Responsable : Chloé Delaporte
Le programme INDUS a vocation à accueillir et accompagner les travaux des chercheurs et chercheuses étudiant tous les champs de production culturelle, dans leur diversité, qu’ils soient ou non industrialisés (cinéma et audiovisuel, jeux vidéo, littérature, musique enregistrée, mais aussi théâtre et arts de la scène, arts visuels et arts numériques, art contemporain). Fondamentalement interdisciplinaire, le programme INDUS adopte une perspective pragmatique et critique des filières et industries culturelles, au sens où les productions artistiques sont envisagées, non en tant qu’œuvres par nature, mais comme inscrites dans des systèmes sociaux, économiques et politiques qui les construisent (ou non) en tant qu’œuvres. Les travaux du programme INDUS s’articuleront, pour la période 2027-2031, autour de trois axes de recherche prioritaires, qui constituent autant de niveaux d’analyse (du micro au macro) des mutations à l’œuvre dans les filières et industries culturelles.
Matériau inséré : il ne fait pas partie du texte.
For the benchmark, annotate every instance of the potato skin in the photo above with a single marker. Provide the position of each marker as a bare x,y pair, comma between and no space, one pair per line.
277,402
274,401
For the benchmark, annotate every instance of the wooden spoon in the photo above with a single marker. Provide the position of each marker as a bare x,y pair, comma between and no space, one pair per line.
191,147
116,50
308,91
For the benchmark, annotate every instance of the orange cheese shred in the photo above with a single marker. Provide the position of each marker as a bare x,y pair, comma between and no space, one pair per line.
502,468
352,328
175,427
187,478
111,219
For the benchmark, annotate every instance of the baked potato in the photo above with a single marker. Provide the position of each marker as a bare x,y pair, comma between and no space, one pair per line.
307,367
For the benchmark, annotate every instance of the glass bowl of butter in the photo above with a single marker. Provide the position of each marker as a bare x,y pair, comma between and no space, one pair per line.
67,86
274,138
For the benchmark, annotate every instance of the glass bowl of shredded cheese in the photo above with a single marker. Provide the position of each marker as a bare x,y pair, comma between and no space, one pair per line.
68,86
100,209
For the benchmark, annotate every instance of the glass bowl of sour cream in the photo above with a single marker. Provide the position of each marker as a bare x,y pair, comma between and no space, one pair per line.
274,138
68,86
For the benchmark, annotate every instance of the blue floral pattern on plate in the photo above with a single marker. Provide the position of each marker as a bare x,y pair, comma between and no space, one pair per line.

- Axe 1 : Publics & réceptions
À un niveau micro, INDUS envisage la question de la « réception » dans une dynamique globale, refusant d’autonomiser les pratiques culturelles des individus et groupes sociaux. Parce que les lecteurs et lectrices sont aussi, dans la plupart des cas, des spectateurs et spectatrices et des auditeurs et auditrices (voire des créateurs et créatrices), les « publics » de l’art et de la culture sont appréhendés en tant qu’appartenant à un plus large monde social, sans nier pour autant leur dimension éminemment située. Sur le plan théorique, comment caractériser les pratiques de réception et les usages des publics, en pleine mutation depuis les phénomènes de numérisation et de plateformisation que vit actuellement la plupart des filières culturelles ? Ces usages et médiations reconfigurés dessinent-ils de « nouveaux » publics ou assiste-t-on plutôt à un déplacement et à une recomposition des pratiques ? Sur le plan méthodologique, comment étudier la réception située des publics, lesquels appartiennent souvent à des communautés interprétatives ou « de niche », fonctionnant selon des codes et témoignant d’usages singuliers, propres à un champ voire un sous-champ culturel ? Les logiques de promotion et de prescription étant directement connectées à la question des publics, elles pourront dans le même temps être interrogées.
- Axe 2 : Acteurs, filières & institutions
À un niveau méso, INDUS s’intéresse aux stratégies des acteurs, à l’organisation et au fonctionnement des champs de production culturelle. L’accent est mis sur les dynamiques et rapports de pouvoir qui les structurent, que ces tensions s’exercent en matière esthétique (hiérarchie des formes et discussions des régimes de valeurs internes ou externes au champ), sociologique (conditions de travail des acteurs, accès aux carrières artistiques, égalité F/H et discriminations de genre/race/classe), technique (développement de nouveaux dispositifs de médiation, tels que les plateformes) ou économique (indicateurs de fixation de la « valeur », régulation des marchés, prise en compte des enjeux environnementaux et écologiques), ces dimensions étant évidemment liées et saisissables de manière diachronique et historicisée. Le rapport entre les activités entrepreneuriales et les politiques culturelles, donc entre l’action des acteurs privés et celle de la puissance publique, mérite lui aussi d’être interrogé, dans leur concurrence comme leur complémentarité.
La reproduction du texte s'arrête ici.